2019 年 74 巻 2 号 p. 65-
The industrial revolution in Japan in the latter half of the 19th century, the first industrial revolution in Asia, did not depend on foreign capital until 1899, when the Japanese government called off the prohibition on foreign capital investment. This change was a result of Japanese law courts beginning to consider the crimes of foreigners in Japan.
Even after 1899, the amount of foreign capital used in private enterprises within Japan was unexpectedly small. In 1914, only 7% of all stocks and debentures of private enterprises were foreign-owned. How did Japanese entrepreneurs then raise money for industrialization?
Big enterprises raised money domestically through joint-stock companies. The stockholders invested not only their own money but also money borrowed from banks using their stocks as security. Most stockholders were merchants and financiers, including those who started their businesses in the Edo era. Although the loan business with the merchants set up by the biggest moneychangers, such as Mitsui and Kounoike, was said to be declining toward the end of the Edo era, it is notable that the draft business, which promoted modernization of the economy, was growing.
In Japan, payment to distant clients by bills of exchange began in the 13th century, and payment to nearby clients by such bills began in the 17th century. However, Japanese moneychangers did not develop a business around discounting bills because Japanese merchants did not use terminable promissory notes.
In this paper, I first discuss cases of settlement of transactions involving cotton goods and fertilizers between Owari (present-day western Aichi Prefecture) and Edo (present-day Tokyo) by bills of exchange. I also discuss cases of settlement for trade of cotton goods and tea between Yokohama and Kamigata (present-day Osaka and Kyoto) by bills of exchange. The latter cases were important in keeping foreign merchants from making inroads into Japan’s market. It also led to Japanese merchants accumulating capital via cash payments with foreign merchants in Yokohama.

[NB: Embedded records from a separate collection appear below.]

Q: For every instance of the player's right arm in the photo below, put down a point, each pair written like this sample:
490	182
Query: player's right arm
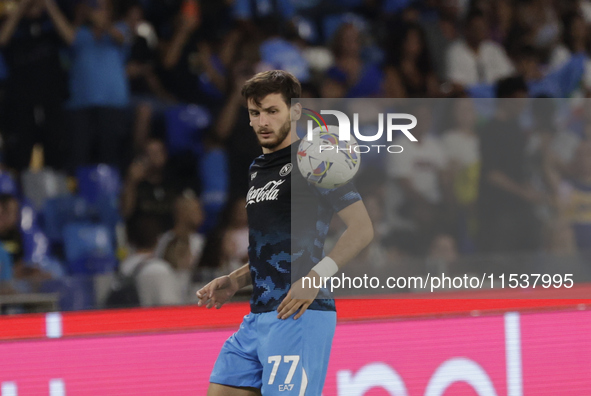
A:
220	290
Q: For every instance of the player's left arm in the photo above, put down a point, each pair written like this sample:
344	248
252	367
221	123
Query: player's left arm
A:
357	236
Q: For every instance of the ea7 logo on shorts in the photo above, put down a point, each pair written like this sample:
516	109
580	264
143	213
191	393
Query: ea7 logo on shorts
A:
286	170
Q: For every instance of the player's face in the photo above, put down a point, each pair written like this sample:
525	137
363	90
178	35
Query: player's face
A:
271	122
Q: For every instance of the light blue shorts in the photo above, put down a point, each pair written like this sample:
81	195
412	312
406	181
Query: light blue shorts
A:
280	357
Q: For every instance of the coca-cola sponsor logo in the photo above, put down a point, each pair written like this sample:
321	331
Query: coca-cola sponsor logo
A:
269	192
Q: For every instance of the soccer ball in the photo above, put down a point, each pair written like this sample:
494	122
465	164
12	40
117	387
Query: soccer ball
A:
327	161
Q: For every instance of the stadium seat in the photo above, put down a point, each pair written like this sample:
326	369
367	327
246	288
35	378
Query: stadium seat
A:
98	181
89	248
184	127
59	211
7	184
42	185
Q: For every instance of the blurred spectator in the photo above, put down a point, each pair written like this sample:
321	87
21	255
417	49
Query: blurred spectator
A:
409	72
461	145
258	12
31	38
506	218
149	97
443	253
233	129
477	59
192	71
351	76
156	281
98	86
6	264
149	188
10	235
439	35
183	245
575	40
575	196
12	241
422	174
227	246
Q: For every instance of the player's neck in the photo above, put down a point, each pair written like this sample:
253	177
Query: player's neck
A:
285	143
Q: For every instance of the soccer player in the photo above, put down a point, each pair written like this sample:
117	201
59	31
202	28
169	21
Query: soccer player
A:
283	345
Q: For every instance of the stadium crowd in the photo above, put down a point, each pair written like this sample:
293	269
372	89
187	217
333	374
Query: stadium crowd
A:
150	89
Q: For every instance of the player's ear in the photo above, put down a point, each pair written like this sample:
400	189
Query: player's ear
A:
296	111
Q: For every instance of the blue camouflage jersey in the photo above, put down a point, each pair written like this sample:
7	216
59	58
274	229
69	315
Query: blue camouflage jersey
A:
288	221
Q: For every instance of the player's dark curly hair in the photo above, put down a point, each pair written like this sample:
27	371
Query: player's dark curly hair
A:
270	82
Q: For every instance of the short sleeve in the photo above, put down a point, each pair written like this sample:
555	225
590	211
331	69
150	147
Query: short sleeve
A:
341	197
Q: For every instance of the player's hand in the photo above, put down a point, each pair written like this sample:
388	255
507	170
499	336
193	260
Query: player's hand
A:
298	298
217	292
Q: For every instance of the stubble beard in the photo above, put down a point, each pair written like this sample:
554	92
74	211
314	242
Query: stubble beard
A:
281	136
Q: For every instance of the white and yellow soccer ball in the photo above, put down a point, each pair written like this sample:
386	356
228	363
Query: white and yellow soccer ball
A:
326	161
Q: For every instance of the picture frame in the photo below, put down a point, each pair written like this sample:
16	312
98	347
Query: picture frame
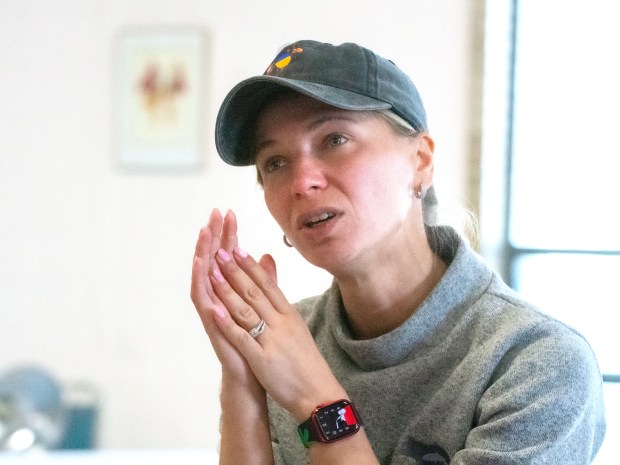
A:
160	82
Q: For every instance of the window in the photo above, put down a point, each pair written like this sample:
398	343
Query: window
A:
552	106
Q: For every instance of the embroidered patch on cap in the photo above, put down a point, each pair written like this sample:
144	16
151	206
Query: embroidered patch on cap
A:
283	59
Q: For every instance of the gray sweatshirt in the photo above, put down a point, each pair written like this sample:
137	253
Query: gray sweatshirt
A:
475	376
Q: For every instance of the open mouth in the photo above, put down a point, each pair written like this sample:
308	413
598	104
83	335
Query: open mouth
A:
319	219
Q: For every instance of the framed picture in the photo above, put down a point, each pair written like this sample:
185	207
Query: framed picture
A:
160	83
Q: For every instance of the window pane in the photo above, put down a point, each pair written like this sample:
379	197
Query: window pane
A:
582	291
566	155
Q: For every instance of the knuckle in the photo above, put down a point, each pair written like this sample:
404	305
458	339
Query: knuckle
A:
269	284
245	312
253	292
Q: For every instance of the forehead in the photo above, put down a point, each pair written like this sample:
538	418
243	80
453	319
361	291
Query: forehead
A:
293	106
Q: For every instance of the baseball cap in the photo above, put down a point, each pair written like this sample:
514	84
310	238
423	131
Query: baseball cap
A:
346	76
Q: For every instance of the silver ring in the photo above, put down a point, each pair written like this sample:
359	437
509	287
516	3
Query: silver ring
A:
258	329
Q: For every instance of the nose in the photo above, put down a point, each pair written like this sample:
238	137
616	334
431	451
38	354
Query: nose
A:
308	176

I then discuss cases of settlement among merchants by bills of exchange in Kamigata in the late Edo era. Such settlements became common in Osaka as well as its suburbs, thereby reducing the loan interest rate to approximately 6％, which was almost half of that in Edo.
In Osaka, bills of exchange could be settled by many moneychangers who were further controlled by the biggest moneychangers, particularly Kounoike, Mitsui, and Kajimaya. Contrary to popular belief that Mitsui was in financial straits by the end of the Edo era, the real situation of Mitsui was promising when the draft business was taken into account.
Although many moneychangers went bankrupt during the Meiji Reform, a considerable number of them survived the phase. Additionally, many powerful newcomers such as Chojiya, Nunoya, and Yasuda began operating during this period. Some of these moneychangers even established modern banks. The most important suppliers of capital for the industrialization in Japan were the merchants, both old and new, headed by moneychangers.